A) A lot! My biggest memento from that series is that the show-runner Jack Kenny became a very close friend who doesn’t live very far away from me in Hollywood. So, I see him all the time. He and his husband Michael are friends of our family. That is probably the biggest takeaway — that friendship. We get to share stories of our creative lives and our ups and downs together. It was also the first time that I’d ever played a character for so long. It was a really interesting challenge to do that many hours of a character. I had this conversation with Al Pacino, actually, when we were working on the set. We were talking about people who binge watch, which was not a thing in his youth and certainly not in mine. He said a very interesting thing that I hadn’t thought of. He said, “Given the fact that people might binge watch (as they are going to drop all ten episodes on one day)…” His question to me was, “Knowing that the audience might binge-watch so many episodes in a row, do you think actors should put more variety into their performance?” It’s a very interesting concept because it didn’t exist before a decade ago – the idea that someone might watch a performance for so many hours in a row.

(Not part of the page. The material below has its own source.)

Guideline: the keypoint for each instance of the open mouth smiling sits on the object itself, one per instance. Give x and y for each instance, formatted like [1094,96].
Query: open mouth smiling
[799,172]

I’ve never binge watched “Warehouse 13” and I wonder if I’d like my work – if there was enough variety in my work to warrant a binge watch. [chuckles] But what was great is I had a wonderful cast of people to work with and we had great, great scripts. At that point in my career, to have the great fortune of having a role like that (that had so much variety) was a wonderful thing. The only other time that I had a role that went on for a while (two or two and a half years) was the role I played on “Frasier.” That was certainly a highlight for me – working with that group of people. Even now we watch “Frasier” as a family as kind of a comfort food and it’s kind of a shock like, “Oh wait! That’s me! Oh shit! I forgot I was on that show!” [laughs]

Q) What would like to say to everyone who is a fan and supporter of you and the work you do?

A) Thanks! I’m just grateful for people who follow my work and I’m humbled by it. For me, when I look back, I just feel extremely lucky that I spent my life doing something that I loved and I had the great luck to be able to do that. I continue to do it. I’ve directed four films, two of them produced by my wife Elinor Reid (some of the highlights of my life are the films I directed). But now a lot of my focus is on doing theater again, both as a playwright and as an actor. I’m really excited about the new play I wrote. And it coincidentally has such resonance with the Hunters I’m really excited to see the reaction to “Hunters.” It will be interesting.